Suppose $B$ decides instead to reroll if the first roll is less than or equal to $7$. Then in the case where there is no reroll, there are $13(12)/2 = 78$ desired outcomes where $A$ outrolls $B$, out of a possible $13(20) = 260$ outcomes. If there is a reroll, then as before, there are $190$ desired outcomes where $A$ outrolls $B$ out of a possible $20(20) = 400$ outcomes. But because the probability of reroll is $7/20$ and no longer the same as the probability of no reroll which is $13/20$, the probability of no reroll given $A$ outrolled $B$ is now $$\frac{\frac{78}{260} \frac{13}{20}}{\frac{78}{260} \frac{13}{20} + \frac{190}{400} \frac{7}{20}} = \frac{156}{289}.$$

Answer 2

I think, but I am not sure, that the problem concerns the following game:

"$A,B$ are tossing a fair $20$ sided die. $A$ takes whatever value comes up but $B$ must toss again if the first value was $≤10$ at which point only the second value $B$ gets counts. Given that $A$ got a higher roll than $B$, what is the conditional probability that $B$ did not roll twice?"

If so, this is a routine application of Bayes' Theorem.

Note that if $B$ gets $>10$ on the first roll then the probability that $A$ wins is given by $$\frac 1{10}\times \frac 9{20}+\frac 1{10}\times \frac 8{20}+\cdots +\frac 1{10}\times \frac 0{20}$$ which sums to $\frac 9{40}$.
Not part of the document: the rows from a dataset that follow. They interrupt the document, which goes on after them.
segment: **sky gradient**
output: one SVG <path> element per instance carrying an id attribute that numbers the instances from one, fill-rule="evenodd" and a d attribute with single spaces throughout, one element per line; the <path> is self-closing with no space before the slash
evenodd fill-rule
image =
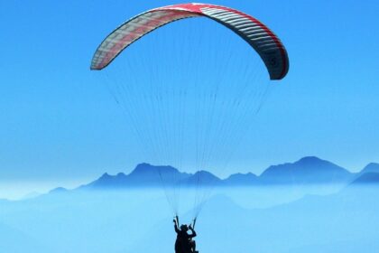
<path id="1" fill-rule="evenodd" d="M 0 3 L 0 198 L 22 188 L 74 186 L 146 162 L 89 62 L 121 23 L 175 3 Z M 263 21 L 290 56 L 288 76 L 273 89 L 254 134 L 235 155 L 236 170 L 260 173 L 305 155 L 351 171 L 379 161 L 375 1 L 213 4 Z"/>

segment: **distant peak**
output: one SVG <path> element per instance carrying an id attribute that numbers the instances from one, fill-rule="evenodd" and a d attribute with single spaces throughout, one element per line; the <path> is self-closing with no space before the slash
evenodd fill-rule
<path id="1" fill-rule="evenodd" d="M 112 177 L 112 176 L 110 174 L 108 174 L 107 173 L 105 173 L 100 176 L 101 179 L 110 178 L 110 177 Z"/>
<path id="2" fill-rule="evenodd" d="M 316 163 L 316 162 L 327 162 L 317 156 L 304 156 L 298 161 L 298 163 Z"/>

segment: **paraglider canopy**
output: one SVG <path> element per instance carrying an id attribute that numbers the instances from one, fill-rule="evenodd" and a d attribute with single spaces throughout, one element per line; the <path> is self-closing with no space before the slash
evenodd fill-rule
<path id="1" fill-rule="evenodd" d="M 267 26 L 253 16 L 229 7 L 195 3 L 155 8 L 125 22 L 97 48 L 91 70 L 104 69 L 128 45 L 162 25 L 199 16 L 218 22 L 246 41 L 263 61 L 271 80 L 281 80 L 287 74 L 289 61 L 286 50 Z"/>

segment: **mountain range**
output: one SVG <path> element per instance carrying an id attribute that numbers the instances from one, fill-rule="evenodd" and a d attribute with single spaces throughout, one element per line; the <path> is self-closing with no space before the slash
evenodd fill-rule
<path id="1" fill-rule="evenodd" d="M 359 173 L 347 169 L 316 156 L 306 156 L 294 163 L 272 165 L 260 175 L 235 173 L 220 179 L 208 171 L 195 173 L 180 172 L 172 166 L 138 164 L 132 173 L 116 175 L 104 173 L 80 189 L 149 188 L 149 187 L 230 187 L 255 185 L 312 185 L 379 183 L 379 164 L 369 164 Z"/>

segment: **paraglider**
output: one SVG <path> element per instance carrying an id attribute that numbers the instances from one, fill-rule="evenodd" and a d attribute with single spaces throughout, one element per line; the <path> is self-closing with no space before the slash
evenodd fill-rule
<path id="1" fill-rule="evenodd" d="M 152 9 L 126 21 L 101 42 L 93 56 L 90 69 L 101 70 L 110 65 L 125 48 L 146 34 L 152 32 L 153 33 L 153 31 L 160 30 L 160 27 L 170 23 L 193 17 L 205 17 L 216 21 L 246 42 L 250 48 L 253 48 L 259 55 L 271 80 L 279 80 L 286 76 L 289 70 L 287 52 L 280 39 L 266 25 L 239 10 L 216 5 L 195 3 Z M 183 33 L 186 32 L 183 31 Z M 212 36 L 213 31 L 208 33 L 208 35 Z M 174 34 L 171 35 L 174 36 Z M 215 39 L 217 40 L 217 38 Z M 187 51 L 186 48 L 183 52 Z M 202 53 L 202 52 L 197 52 Z M 223 52 L 219 51 L 217 53 L 223 54 Z M 193 63 L 189 59 L 184 59 L 182 55 L 179 55 L 178 58 L 180 59 L 180 63 L 187 61 Z M 171 63 L 169 60 L 167 61 L 168 65 Z M 150 61 L 151 64 L 154 62 L 154 61 Z M 211 63 L 215 64 L 214 62 Z M 196 65 L 196 63 L 194 64 Z M 231 89 L 230 83 L 226 78 L 218 79 L 217 81 L 215 80 L 213 86 L 203 86 L 202 82 L 207 83 L 209 81 L 201 80 L 201 78 L 194 78 L 190 80 L 193 76 L 196 77 L 203 73 L 200 73 L 199 68 L 194 68 L 196 70 L 193 71 L 190 67 L 184 66 L 185 69 L 182 71 L 173 72 L 171 71 L 171 67 L 168 67 L 169 71 L 167 75 L 162 73 L 154 75 L 154 77 L 163 76 L 172 80 L 160 80 L 150 78 L 143 82 L 138 79 L 143 79 L 147 75 L 153 76 L 153 73 L 143 73 L 136 78 L 135 88 L 128 89 L 129 86 L 133 85 L 133 81 L 128 80 L 127 83 L 124 82 L 119 87 L 117 86 L 114 93 L 116 94 L 116 102 L 121 104 L 123 108 L 131 115 L 130 118 L 135 120 L 135 122 L 138 121 L 135 124 L 136 132 L 146 143 L 146 149 L 151 148 L 153 150 L 152 153 L 155 154 L 159 159 L 162 159 L 162 163 L 166 164 L 169 163 L 169 159 L 166 159 L 166 157 L 177 157 L 175 161 L 178 161 L 180 159 L 178 157 L 182 156 L 183 146 L 191 146 L 193 143 L 192 146 L 196 146 L 196 155 L 194 156 L 196 156 L 197 167 L 203 168 L 208 165 L 207 161 L 212 155 L 222 157 L 226 160 L 229 157 L 230 149 L 227 152 L 225 150 L 232 148 L 236 145 L 236 142 L 242 138 L 242 136 L 238 136 L 241 131 L 236 129 L 236 126 L 245 124 L 246 116 L 259 111 L 263 100 L 263 98 L 266 94 L 267 86 L 261 86 L 258 81 L 256 82 L 258 84 L 257 87 L 260 86 L 260 88 L 254 89 L 254 85 L 249 79 L 250 76 L 246 74 L 246 71 L 249 71 L 248 64 L 247 62 L 242 64 L 243 66 L 239 69 L 236 68 L 236 66 L 225 68 L 220 70 L 218 75 L 210 74 L 210 70 L 217 68 L 212 69 L 207 66 L 208 70 L 205 71 L 204 76 L 214 76 L 215 79 L 226 76 L 224 71 L 231 70 L 236 71 L 236 73 L 240 71 L 242 74 L 229 74 L 229 76 L 236 77 L 237 80 L 235 80 L 236 83 L 241 83 L 241 87 L 235 87 L 233 89 Z M 145 62 L 143 62 L 144 67 L 145 65 Z M 130 64 L 128 67 L 131 66 L 133 64 Z M 173 67 L 177 68 L 177 66 Z M 158 68 L 153 67 L 151 70 L 153 71 L 154 69 Z M 186 71 L 189 71 L 189 73 Z M 136 75 L 132 70 L 130 72 L 129 76 Z M 179 76 L 178 79 L 175 79 L 175 74 Z M 188 78 L 188 80 L 183 81 L 186 78 Z M 245 79 L 245 82 L 243 81 L 244 78 Z M 198 85 L 197 82 L 199 81 L 200 83 Z M 188 87 L 186 87 L 187 84 Z M 204 91 L 198 90 L 198 89 L 200 89 L 201 88 L 204 89 Z M 139 89 L 143 90 L 141 98 L 137 98 L 139 95 L 137 90 Z M 135 93 L 133 93 L 134 91 Z M 223 91 L 225 94 L 220 94 Z M 149 95 L 150 93 L 151 95 Z M 117 95 L 119 96 L 117 97 Z M 187 103 L 183 103 L 183 100 Z M 138 103 L 141 101 L 143 102 L 140 106 Z M 192 104 L 190 104 L 191 102 Z M 146 108 L 145 117 L 140 114 L 134 115 L 140 108 Z M 175 122 L 175 119 L 178 122 Z M 212 126 L 215 126 L 213 130 L 211 128 Z M 141 127 L 146 128 L 142 130 Z M 185 130 L 188 130 L 187 134 L 183 134 Z M 146 136 L 149 135 L 149 132 L 153 134 Z M 188 140 L 184 140 L 183 136 L 188 136 Z M 217 145 L 219 146 L 220 154 L 215 155 L 215 146 Z M 179 155 L 170 154 L 165 156 L 163 153 L 166 152 L 168 146 L 172 148 L 171 153 L 178 152 Z M 170 197 L 167 192 L 166 197 L 172 207 L 172 211 L 178 215 L 179 200 L 177 195 L 179 191 L 177 188 L 180 187 L 181 182 L 186 180 L 186 178 L 181 176 L 178 178 L 176 174 L 160 173 L 160 177 L 166 192 L 173 189 L 174 197 Z M 171 181 L 168 187 L 164 187 L 166 178 L 170 178 Z M 199 178 L 193 185 L 196 185 L 196 188 L 199 189 L 201 186 L 201 182 L 202 178 L 199 177 Z M 208 189 L 211 188 L 208 187 Z M 209 191 L 206 190 L 201 194 L 197 193 L 194 220 L 196 220 L 205 202 L 205 199 L 209 195 Z M 196 237 L 197 234 L 193 228 L 181 225 L 180 229 L 179 219 L 176 218 L 173 221 L 177 233 L 175 251 L 177 253 L 196 253 L 196 244 L 192 238 Z M 191 231 L 191 234 L 188 234 L 189 230 Z"/>
<path id="2" fill-rule="evenodd" d="M 231 29 L 246 41 L 261 56 L 271 80 L 281 80 L 288 72 L 287 52 L 273 33 L 260 21 L 228 7 L 207 4 L 181 4 L 160 7 L 140 14 L 110 33 L 97 48 L 91 70 L 102 70 L 127 46 L 150 32 L 169 23 L 204 16 Z"/>
<path id="3" fill-rule="evenodd" d="M 192 227 L 192 224 L 190 224 L 190 226 L 182 224 L 180 225 L 180 229 L 179 229 L 178 216 L 175 217 L 173 222 L 174 230 L 177 234 L 175 241 L 175 253 L 199 253 L 199 251 L 196 250 L 196 242 L 193 239 L 197 236 L 197 233 Z M 194 225 L 195 222 L 193 226 Z M 189 230 L 190 230 L 190 234 L 188 234 Z"/>

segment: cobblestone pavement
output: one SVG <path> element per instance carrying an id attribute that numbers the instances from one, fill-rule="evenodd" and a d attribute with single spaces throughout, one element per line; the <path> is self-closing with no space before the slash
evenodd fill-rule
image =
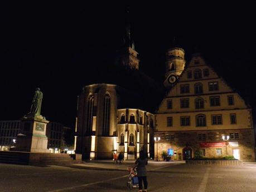
<path id="1" fill-rule="evenodd" d="M 100 164 L 105 164 L 106 170 L 0 164 L 0 191 L 128 191 L 128 174 L 124 169 L 132 164 L 123 165 L 124 170 L 107 170 L 113 165 Z M 150 162 L 148 168 L 148 191 L 256 191 L 255 164 L 207 166 Z"/>

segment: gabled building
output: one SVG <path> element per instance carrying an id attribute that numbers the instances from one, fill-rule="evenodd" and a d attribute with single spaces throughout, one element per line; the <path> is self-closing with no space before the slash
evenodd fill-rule
<path id="1" fill-rule="evenodd" d="M 176 60 L 185 64 L 183 59 Z M 175 64 L 169 65 L 171 70 L 167 67 L 165 85 L 170 88 L 155 114 L 158 157 L 163 151 L 172 159 L 185 160 L 199 151 L 204 157 L 254 160 L 250 106 L 199 55 L 194 55 L 180 76 L 174 72 Z"/>

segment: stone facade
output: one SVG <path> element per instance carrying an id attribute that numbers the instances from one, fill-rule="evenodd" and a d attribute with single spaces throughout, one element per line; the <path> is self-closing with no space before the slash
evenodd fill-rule
<path id="1" fill-rule="evenodd" d="M 205 157 L 255 160 L 250 107 L 202 57 L 194 55 L 170 86 L 156 114 L 158 157 L 163 151 L 190 159 L 198 150 Z"/>

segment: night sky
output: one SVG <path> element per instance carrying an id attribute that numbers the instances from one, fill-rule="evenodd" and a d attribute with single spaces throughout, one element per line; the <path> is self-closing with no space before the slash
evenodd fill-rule
<path id="1" fill-rule="evenodd" d="M 28 112 L 39 87 L 42 115 L 73 126 L 82 87 L 114 62 L 128 6 L 141 71 L 163 82 L 165 51 L 175 37 L 187 62 L 200 52 L 256 109 L 252 3 L 36 2 L 0 6 L 0 120 L 18 120 Z"/>

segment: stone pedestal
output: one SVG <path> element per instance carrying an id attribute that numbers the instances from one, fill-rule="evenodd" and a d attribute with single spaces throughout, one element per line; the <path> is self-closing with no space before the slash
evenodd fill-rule
<path id="1" fill-rule="evenodd" d="M 17 136 L 15 151 L 50 152 L 46 125 L 49 122 L 42 116 L 28 115 L 21 119 L 21 133 Z"/>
If $≤10$ then $B$ rolls again and, of course, this is then just a fair match between $A,B$, since the initial toss does not signify. In that case, the probability that $A$ wins is $\frac 12\times \left(1-\frac 1{20}\right)=\frac {19}{40}$

Thus the probability that $A$ wins this unfair game is $$\frac 12\times \frac 9{40}+\frac 12\times \frac {19}{40}$$

Of that, the portion explained by $B$ only rolling once is $\frac 12\times \frac 9{40}$ so Bayes' tells us that the desired answer is $$\frac 12\times \frac 9{40}\Bigg/ \left(\frac 12\times \frac 9{40}+\frac 12\times \frac {19}{40}\right)=\frac 9{28}$$ as desired.

Answer 3

To make it easier to think about, assume that $A$ doesn’t roll until you have either re-rolled or decided not to do so. There are $10$ equally likely outcomes of the first roll in which you do not re-roll, so there are $200$ equally likely outcomes in which you do not re-roll and $A$ wins in $45$ of them.

There are also $10$ equally likely outcomes of the first roll in which you do re-roll, and for each of them there are $400$ equally likely final outcomes, in $190$ of which $A$ wins. If you were really counting outcomes, that would be $1900$ wins for $A$ in $4000$ possible outcomes. However, since the result of the first roll doesn’t affect the result of the game, it does no harm to think of this as $190$ wins for $A$ in $400$ possible equally likely outcomes.

But you still have different numbers of outcomes making up the $NR$ and $RR$ events: the former is divided into $200$ equally likely outcomes and the latter into $400$. Thus, since the $NR$ and $RR$ events are equally likely, each of the $200$ outcomes that you’re considering in the $NR$ case is twice as likely as each of the outcomes that you’re considering in the $RR$, and the calculation therefore cannot be a simple matter of counting total outcomes. In order to do that, you have to put them on the same basis, e.g., by noting that $190$ wins for $A$ out of $400$ outcomes is the same ratio as $95$ wins out of $200$ outcomes. Then you can calculate the desired probability as

$$\frac{45}{45+95}=\frac{45}{140}=\frac9{28}\,.$$

In effect this is halving the weight of each outcome in the $RR$ case. Alternatively, you could double the weight of each outcome in the $NR$ case and compute

$$\frac{90}{90+190}=\frac{90}{280}=\frac9{28}\,.$$